The idea of wild steers ranging unfenced arid lands, mechanized dairies where three or four workers can handle hundreds of milkers twice daily, and microchiping cows’ ears to identify their provenance fascinates.
Inem (named after a sinetron (soap opera) sexy maid character) is a cream colored and patient mum. Her russet mate Sariem is expecting. Again, for this is the only way Samian earns money, selling one offspring a year.
Sariem has horns that would make bullfighters blanche but she uses them only to deftly lift the fragile fences smallholders have erected to protect their crops of corn. The sharp points also help maintain passing motorbikes at handlebars’ length.
The cows’ big, brown swimming-pool eyes quickly spot when the boss gets involved in a chatathon with other road users. Then, like naughty truants they seize the chance for misadventure, squeezing their hard heads through loose railings to get a massive munch of some garden-proud newcomer’s pampered palm.
Keeping the trio in line is Samian’s job from 1 pm to nightfall every day. They know the way out to the shrinking herbage and back across a busy road. As the mosques burst into magrib (evening prayers) they wait unfazed at the kerb for the signal to cross.

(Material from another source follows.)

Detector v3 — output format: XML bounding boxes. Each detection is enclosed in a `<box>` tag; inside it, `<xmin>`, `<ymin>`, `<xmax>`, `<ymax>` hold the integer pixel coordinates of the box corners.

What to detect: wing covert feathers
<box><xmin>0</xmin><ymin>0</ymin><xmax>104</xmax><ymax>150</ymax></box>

While other stockmen hold their animals in byres and scour the roadside verges for greenstuff to cut and carry, Samian takes his cows strolling through the suburbs, seeking the undeveloped blocks where weeds are rank.
Unfortunately these vacant lots are also used to dump building site rubbish and household waste, so the cows have to pick their way through sharp-edged concrete rubble and shattered tiles in search of tasty turf.
“Sometimes they eat the plastic bags,” said Samian. “It doesn’t seem to bother them. But I’ve had one poisoned by a jealous neighbor who baited the grass with phosphorous.
“I also had a cow hit by a car. The police got involved. So of course I lost the case and had to pay.”
The other hazard is thieves. Come nightfall the cattle trot home down a one-cow wide lane and are locked into a low-roof stable next to the family’s little house deep in a kampong. Every night they’re given a swill of fermented soybeans. Bells hanging on the bamboo gate are a burglar alert.
“My father was a farmer, but I don’t want my three children to follow me,” Samian said. “I like the outdoor life but there’s no future. I think my sons will have to join the army.
“We have to rely on my wife Suliati selling vegetables for our daily income. Once a year I can sell a yearling for about Rp 10 million (US $1,100) – that’s all the money we get.”
Someday soon the pernickety new arrivals will finally reckon that sharing their space with dung-splashed cows is incompatible with an upmarket lifestyle.
Then the Sawojajar cowboy will be in search of pastures new – should any remain. If this story was a cigarette commercial he’d be astride a roan stallion clip-clopping into a shimmering sunset of a thousand empty acres, as great as all outdoors.
But because this is a slice of real Indonesian life the singing cowboy will shuffle into the smoke of a thousand exhausts in his flip flops, fenced out by builders’ scaffolding, farewelled by the fist-waving urbanites’ security guards.
So closes another chapter in the story of Indonesian rural development.